Elsewhere, researchers in a smaller study published in Cancer found that cancer spread to the lymph nodes “significantly” less frequently among patients who were aspirin users. The study included 238 patients who underwent surgery for colorectal cancer, including 12% of whom were aspirin users. Researchers noted that these same patients had higher infiltration of immune cells into their tumor cells.

“These data suggested that regular aspirin use may have an active role in enhancing immunosurveillance against [colorectal cancer],” researchers noted.

LEARN MORE: Long-Term Use of Baby Aspirin May Lower Risk of Colorectal Cancer Death

“Our study shows a complementary mechanism of cancer prevention or therapy with aspirin besides its classical drug mechanism involving inhibition of inflammation,” principal investigator Dr. Marco Scarpa of the University of Padova in Italy stated in a news release announcing the findings. “Aspirin is absorbed in the colon by passive diffusion to a significant degree.
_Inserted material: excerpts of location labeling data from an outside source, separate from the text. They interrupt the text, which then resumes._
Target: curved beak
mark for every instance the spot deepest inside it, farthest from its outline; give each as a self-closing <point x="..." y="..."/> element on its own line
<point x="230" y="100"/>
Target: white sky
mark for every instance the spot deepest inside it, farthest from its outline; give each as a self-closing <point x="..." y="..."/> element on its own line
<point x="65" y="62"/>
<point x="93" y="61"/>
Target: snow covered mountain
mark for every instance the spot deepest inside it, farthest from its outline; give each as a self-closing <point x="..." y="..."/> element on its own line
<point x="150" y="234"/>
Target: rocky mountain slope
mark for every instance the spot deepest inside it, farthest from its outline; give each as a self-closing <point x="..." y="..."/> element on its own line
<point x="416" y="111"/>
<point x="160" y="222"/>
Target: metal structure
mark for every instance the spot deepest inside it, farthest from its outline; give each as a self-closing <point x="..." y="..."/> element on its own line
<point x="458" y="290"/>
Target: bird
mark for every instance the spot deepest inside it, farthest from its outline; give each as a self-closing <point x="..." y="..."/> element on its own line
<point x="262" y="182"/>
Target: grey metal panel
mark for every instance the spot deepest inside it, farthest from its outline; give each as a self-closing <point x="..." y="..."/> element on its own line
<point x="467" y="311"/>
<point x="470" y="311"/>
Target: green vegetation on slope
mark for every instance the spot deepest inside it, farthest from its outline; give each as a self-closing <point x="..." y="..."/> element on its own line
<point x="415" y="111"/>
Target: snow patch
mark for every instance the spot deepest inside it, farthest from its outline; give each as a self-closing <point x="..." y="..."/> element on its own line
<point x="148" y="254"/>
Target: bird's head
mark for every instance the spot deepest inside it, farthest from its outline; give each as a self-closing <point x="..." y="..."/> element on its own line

Its absorption is linear and depends on concentration along the bowel, and in the rectum, the concentration of orally administered aspirin can be much lower than in the rest of the colon. Thus, if we want to take advantage of its effects against colorectal cancer, we should think of how to guarantee that aspirin reaches the colorectal tract in adequate doses to be effective.”